Thursday, December 6, 2007

Christians & Politics

The issue of religion's relationship to politics is the du jour topic on all the political news shows, blogs, etc. because of Governor Mike Huckabee's ascendancy from second-tier candidate status to legitimate front-runner. Since Huckabee has leap-frogged Mitt Romney, the Mormon candidate, religion and politics has dominated the conversation.

Instead of discussing the differences between Mormons and Christians - Mormons are not Christians - I want to draw to your attention a well-written post on Christianity and politics by Nathan Busenitz of Pulpit Magazine. The post is subtitled "Bringing in the Kingdom one vote at a time?" and it is worth a read.

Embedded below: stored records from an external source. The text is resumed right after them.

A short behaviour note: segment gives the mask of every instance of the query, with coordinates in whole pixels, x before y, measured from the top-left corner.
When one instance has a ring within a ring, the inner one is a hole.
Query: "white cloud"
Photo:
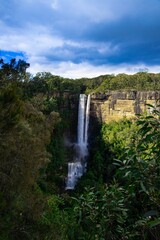
[[[37,72],[51,72],[53,75],[59,75],[67,78],[81,78],[81,77],[96,77],[105,74],[119,74],[119,73],[128,73],[134,74],[142,70],[148,70],[148,72],[160,72],[160,66],[148,66],[144,64],[139,65],[124,65],[119,64],[117,66],[113,65],[101,65],[93,66],[89,63],[83,62],[80,64],[74,64],[72,62],[61,62],[61,63],[47,63],[47,64],[38,64],[33,63],[29,71],[32,74]]]
[[[54,10],[57,10],[59,8],[59,1],[58,0],[52,0],[51,7]]]

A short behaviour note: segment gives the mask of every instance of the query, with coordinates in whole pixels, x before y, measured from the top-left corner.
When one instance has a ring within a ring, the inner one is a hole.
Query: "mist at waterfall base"
[[[80,94],[78,107],[77,143],[75,147],[74,162],[68,163],[68,176],[66,190],[74,189],[75,185],[86,171],[88,156],[88,127],[90,112],[90,95]]]

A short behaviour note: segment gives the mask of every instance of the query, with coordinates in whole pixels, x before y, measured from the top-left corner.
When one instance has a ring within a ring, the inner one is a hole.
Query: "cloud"
[[[159,9],[158,0],[4,1],[1,55],[22,54],[33,72],[34,66],[67,76],[101,73],[106,66],[115,72],[157,69]]]

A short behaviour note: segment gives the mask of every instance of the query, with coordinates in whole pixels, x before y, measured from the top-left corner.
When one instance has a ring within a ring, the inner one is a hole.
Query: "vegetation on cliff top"
[[[160,112],[103,124],[88,170],[65,191],[79,93],[160,90],[160,75],[64,79],[0,62],[0,239],[159,240]],[[150,106],[151,107],[151,106]]]

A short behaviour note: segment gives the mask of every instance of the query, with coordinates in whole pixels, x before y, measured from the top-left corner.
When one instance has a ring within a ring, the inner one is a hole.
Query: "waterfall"
[[[78,178],[86,170],[90,99],[90,95],[87,97],[85,94],[80,94],[79,96],[76,159],[74,162],[68,163],[66,189],[74,189]]]

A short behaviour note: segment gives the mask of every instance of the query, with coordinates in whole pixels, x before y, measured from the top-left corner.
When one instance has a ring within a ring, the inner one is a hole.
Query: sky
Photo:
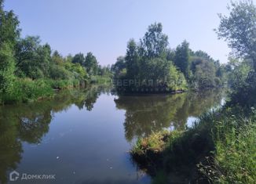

A casual perusal of this blog quickly reveals that I enjoy discussing politics and have strong political opinions. I do not think it sin for a Christian to hold political office, but I also do not believe that holding political office is the means by which God will bring righteousness to this or any nation.
In his post Busenitz asks the questions:
Is it really the church’s mission, or even her responsibility, to gain political dominance? Should we preoccupy ourselves with congressional hearings, presidential campaigns, and economic plans? Do we need to form committees and coalitions who will raise millions of dollars to protect the Ten Commandments and vigilantly stand against any advance by the “immoral minority”?
The answer should be obvious to all, and Busenitz is correct when he writes:

No...Matthew 28:18-20 gives us the mission, or commission, with which we should be primarily concerned. It is hardly political in nature.

American Christians...must remember that our allegiance is first to God and only second to our government. Our primary concern then should be in saving souls rather than gaining votes. Rather than being consumed with political debates, we should be consumed with our responsibility as Christ’s ambassadors. These are the efforts and activities that have eternal value. And while we preoccupy ourselves with the spiritual rather than the political, we can rest in knowing that He is sovereign over the governments and affairs of this world. (Emphasis added)

That's good stuff!

I like politics. I enjoy debating political issues. I enjoy exercising my American rights and privileges, but I fear that far too many Christians equate political activism with Biblical orthodoxy. Being a social, fiscal conservative Republican is not synonymous with being a Christian.

2 comments:

Kent Brandenburg said...

Please stop the French, too much du jour for me. :)

Philip said...

I agree with you here. The kingdom of God will be advanced by churches, not governments. I also agree that, as citizens, we have an opportunity and a responsibility to be politically involved.